Two continuous curves $c_0, c_1: [a,b] \to U \subseteq \mathbb{R}^n$ with the same endpoints are homotopic if there exists a continuous map $H: [a,b] \times [0,1] \to U$ such that $H(s,0) = c_0(s), H(s,1)=c_1(s)$ and $H(a,t) = c_0(a), H(b,t) = c_0(b).$ If the last condition is dropped, we say $H$ is a free homotopy.

A proof of line integral invariance under homotopy proceeds and at the end the author says

If $c_0, c_1$ are closed curves ($c_0(a) = c_0(b), c_1(a) = c_1(b)$) that are freely homotopic, then $H(a,t), H(b,t)$ are equal curves.

This is equivalent to every curve in the free homotopy being closed, but I don't see why this has to be true. In fact, why can't we slightly open a loop and then shrink it to a point? There has to be some continuity problem with what I'm imagining since in the case of a simple loop around the origin, this contradicts the fact that $\mathbb{R}^2 \setminus \{0\}$ is not simply connected. In fact, I didn't even think about this issue until reading through the book caused me to imagine it.

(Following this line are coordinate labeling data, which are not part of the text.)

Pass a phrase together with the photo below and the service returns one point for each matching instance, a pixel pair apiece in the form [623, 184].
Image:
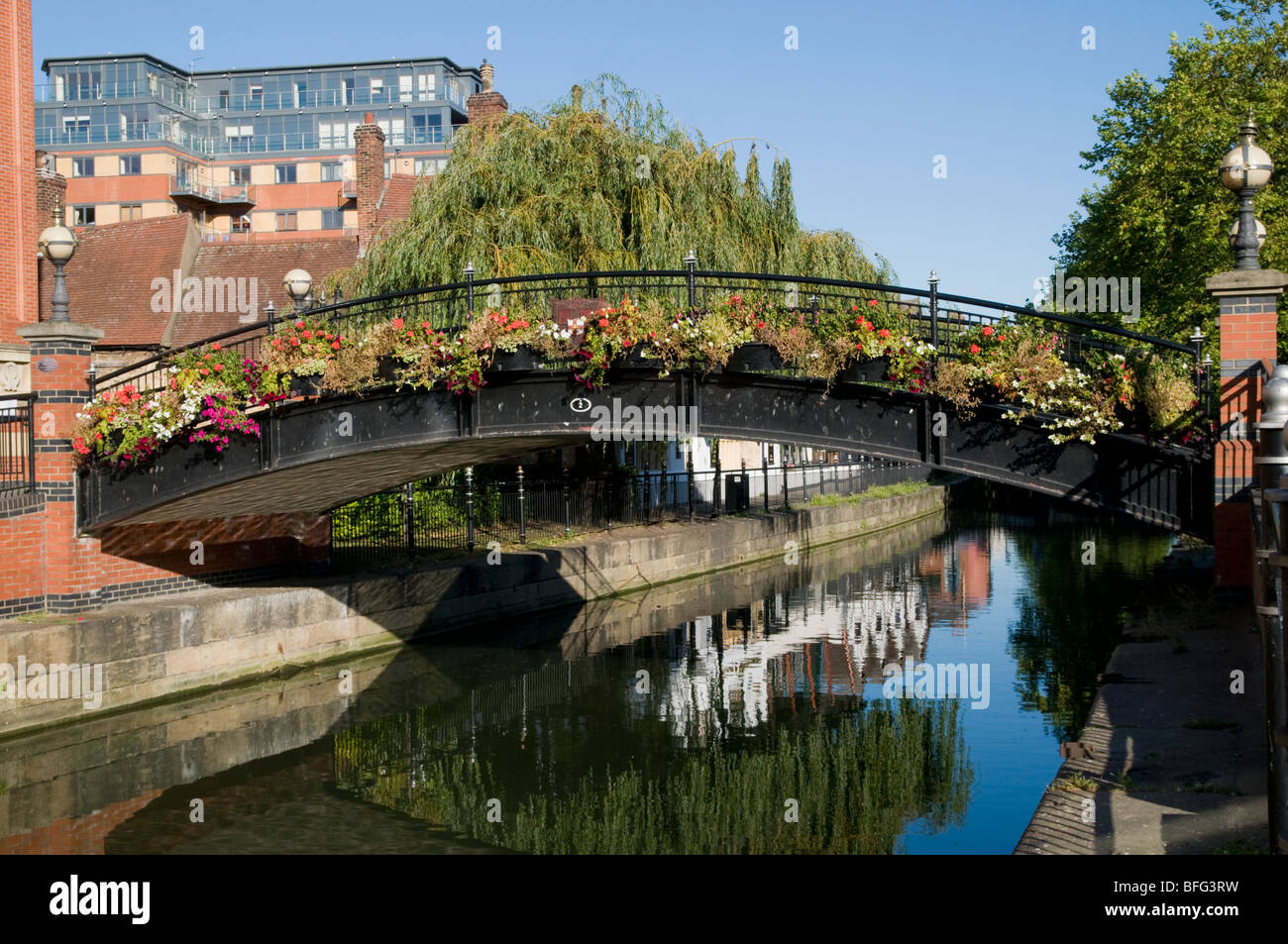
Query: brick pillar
[369, 158]
[59, 366]
[1249, 317]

The continuity issue must be very subtle since the partial derivatives (with respect to $s, t$) exist and are continuous in the example of slightly opening a loop. I suspect that letting $(s,t)$ approach $(a, 0)$ from different directions will seal the deal. With that in mind, how do I go back and prove $c_t(s) = H(s,t)$ is a closed curve for all $t$?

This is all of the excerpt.